Segment all images with natural language [lang-segment-anything]

In recent years, computer vision has made remarkable progress, especially in image segmentation and object detection tasks. A recent major breakthrough is the Segment Anything Model (SAM), a versatile deep learning model designed to efficiently predict object masks from images and input cues. By utilizing powerful encoders and decoders, SAM is able to handle a wide range of segmentation tasks, making it an invaluable tool for researchers and developers alike.

insert image description here

Recommendation: Use NSDT Designer to quickly build programmable 3D scenes

1. Introduction to SAM

SAM uses an image encoder, usually a visual transformer (ViT), to extract image embeddings that serve as the basis for mask prediction. The model also contains a hint encoder that encodes various types of input hints, such as point coordinates, bounding boxes, and low-resolution mask inputs. These encoded cues are then fed into a mask decoder along with image embeddings to generate the final object mask.
insert image description here

The above architecture allows fast and lightweight hinting on already encoded images.

SAM is designed to handle a variety of prompts, including:

  • Mask: A coarse, low-resolution binary mask can be provided as initial input to guide the model.
  • Point: The user can enter [x, y] coordinates and their type (foreground or background) to help define object boundaries.
  • Box: A bounding box can be specified using coordinates [x1, y1, x2, y2] to tell the position and size of the model object.
  • Text: Text hints can also be used to provide additional context or to designate objects of interest.

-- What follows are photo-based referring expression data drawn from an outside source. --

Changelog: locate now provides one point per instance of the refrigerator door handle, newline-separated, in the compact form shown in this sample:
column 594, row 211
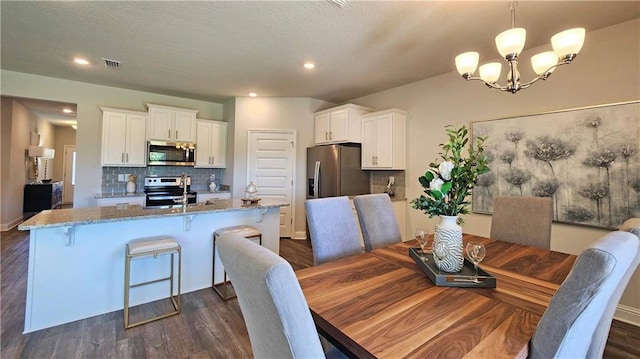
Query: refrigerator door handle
column 316, row 178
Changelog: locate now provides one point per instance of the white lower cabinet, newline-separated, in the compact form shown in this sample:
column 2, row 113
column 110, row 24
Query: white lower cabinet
column 121, row 201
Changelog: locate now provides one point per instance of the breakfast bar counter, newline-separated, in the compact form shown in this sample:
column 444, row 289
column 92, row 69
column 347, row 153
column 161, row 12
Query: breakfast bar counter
column 76, row 256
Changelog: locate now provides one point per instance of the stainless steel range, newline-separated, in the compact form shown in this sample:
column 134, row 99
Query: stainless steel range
column 165, row 192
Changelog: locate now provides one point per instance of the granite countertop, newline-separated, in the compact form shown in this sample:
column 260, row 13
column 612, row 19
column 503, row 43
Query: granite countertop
column 140, row 194
column 119, row 195
column 93, row 215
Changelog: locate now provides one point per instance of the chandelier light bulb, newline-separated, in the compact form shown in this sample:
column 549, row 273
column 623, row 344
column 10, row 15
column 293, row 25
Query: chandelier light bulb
column 467, row 62
column 511, row 41
column 568, row 42
column 510, row 44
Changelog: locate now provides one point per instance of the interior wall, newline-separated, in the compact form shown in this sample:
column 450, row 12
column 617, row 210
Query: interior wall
column 275, row 113
column 6, row 109
column 89, row 98
column 64, row 135
column 592, row 79
column 17, row 124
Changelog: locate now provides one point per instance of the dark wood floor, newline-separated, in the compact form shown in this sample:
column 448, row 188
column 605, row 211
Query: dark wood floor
column 206, row 328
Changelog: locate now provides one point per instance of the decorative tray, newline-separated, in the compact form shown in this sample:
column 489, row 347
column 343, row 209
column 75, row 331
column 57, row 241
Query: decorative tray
column 464, row 278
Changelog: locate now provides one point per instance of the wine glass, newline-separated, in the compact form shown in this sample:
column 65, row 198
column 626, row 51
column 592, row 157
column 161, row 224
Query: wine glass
column 476, row 253
column 422, row 238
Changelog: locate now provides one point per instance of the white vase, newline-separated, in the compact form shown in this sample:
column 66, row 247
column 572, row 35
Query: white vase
column 447, row 245
column 131, row 187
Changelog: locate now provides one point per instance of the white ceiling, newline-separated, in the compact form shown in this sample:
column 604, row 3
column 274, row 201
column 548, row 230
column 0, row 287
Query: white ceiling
column 215, row 50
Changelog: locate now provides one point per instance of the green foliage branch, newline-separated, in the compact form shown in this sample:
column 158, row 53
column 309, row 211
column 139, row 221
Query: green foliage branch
column 448, row 184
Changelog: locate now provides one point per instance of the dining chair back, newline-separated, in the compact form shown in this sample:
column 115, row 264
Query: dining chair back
column 333, row 229
column 523, row 220
column 576, row 324
column 272, row 303
column 378, row 221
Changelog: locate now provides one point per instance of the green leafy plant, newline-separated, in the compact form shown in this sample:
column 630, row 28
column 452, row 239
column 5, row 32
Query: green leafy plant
column 448, row 184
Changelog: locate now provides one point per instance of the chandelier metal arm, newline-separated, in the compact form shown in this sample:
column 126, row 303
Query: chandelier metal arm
column 514, row 84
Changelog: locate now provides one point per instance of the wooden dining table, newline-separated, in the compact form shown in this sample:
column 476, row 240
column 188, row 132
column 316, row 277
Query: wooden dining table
column 382, row 305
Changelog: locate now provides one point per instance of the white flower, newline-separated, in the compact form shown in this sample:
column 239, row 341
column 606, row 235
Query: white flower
column 445, row 170
column 436, row 184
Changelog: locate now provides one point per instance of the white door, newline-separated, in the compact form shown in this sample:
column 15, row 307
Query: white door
column 271, row 166
column 69, row 173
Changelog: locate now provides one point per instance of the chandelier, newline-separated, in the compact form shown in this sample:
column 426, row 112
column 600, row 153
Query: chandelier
column 566, row 45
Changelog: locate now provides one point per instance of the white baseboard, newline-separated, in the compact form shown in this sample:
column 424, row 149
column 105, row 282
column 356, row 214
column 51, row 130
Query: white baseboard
column 300, row 235
column 7, row 226
column 628, row 315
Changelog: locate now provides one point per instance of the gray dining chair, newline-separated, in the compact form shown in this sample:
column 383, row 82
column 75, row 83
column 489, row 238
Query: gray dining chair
column 272, row 303
column 333, row 229
column 523, row 220
column 576, row 324
column 378, row 221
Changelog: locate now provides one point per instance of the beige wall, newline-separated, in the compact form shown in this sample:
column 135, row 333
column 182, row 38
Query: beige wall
column 593, row 79
column 17, row 124
column 64, row 135
column 275, row 113
column 89, row 98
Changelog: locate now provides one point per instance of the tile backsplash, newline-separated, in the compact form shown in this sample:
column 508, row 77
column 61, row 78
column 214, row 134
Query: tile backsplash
column 379, row 180
column 199, row 176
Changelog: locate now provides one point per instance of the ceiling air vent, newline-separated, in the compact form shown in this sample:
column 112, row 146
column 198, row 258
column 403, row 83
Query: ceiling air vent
column 339, row 3
column 112, row 64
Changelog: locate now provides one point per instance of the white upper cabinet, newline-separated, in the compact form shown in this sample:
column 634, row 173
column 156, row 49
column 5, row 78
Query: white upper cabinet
column 384, row 140
column 123, row 138
column 171, row 124
column 211, row 144
column 339, row 124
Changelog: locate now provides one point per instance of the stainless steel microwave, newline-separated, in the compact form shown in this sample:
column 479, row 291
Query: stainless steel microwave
column 161, row 153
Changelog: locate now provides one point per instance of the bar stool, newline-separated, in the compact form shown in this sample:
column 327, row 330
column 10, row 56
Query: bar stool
column 154, row 247
column 244, row 231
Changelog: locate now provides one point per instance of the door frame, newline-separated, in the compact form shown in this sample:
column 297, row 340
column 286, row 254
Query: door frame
column 65, row 187
column 293, row 132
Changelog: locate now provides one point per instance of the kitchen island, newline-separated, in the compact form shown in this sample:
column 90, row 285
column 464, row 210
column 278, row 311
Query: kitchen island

insert image description here

Digging deeper into SAM's architecture, we can explore its key components:

  • Image encoder: The default image encoder of SAM is ViT-H, but ViT-L or ViT-B can also be used according to specific requirements.
  • Downsampling: To reduce the resolution of the hinted binary mask, a series of convolutional layers are employed.
  • Hint Encoder: Positional embeddings are used to encode various input cues, which help inform the model of the location and context of objects in images.
  • Mask Decoder: The modified transformer encoder is used as a mask decoder to convert encoded cues and image embeddings into final object masks.
  • Valid masks: For any given prompt, SAM generates the three most relevant masks, giving the user a range of options from which to choose.

They train the model using a weighted combination of focal, dice, and IoU losses. The weights are 20, 1, 1, respectively.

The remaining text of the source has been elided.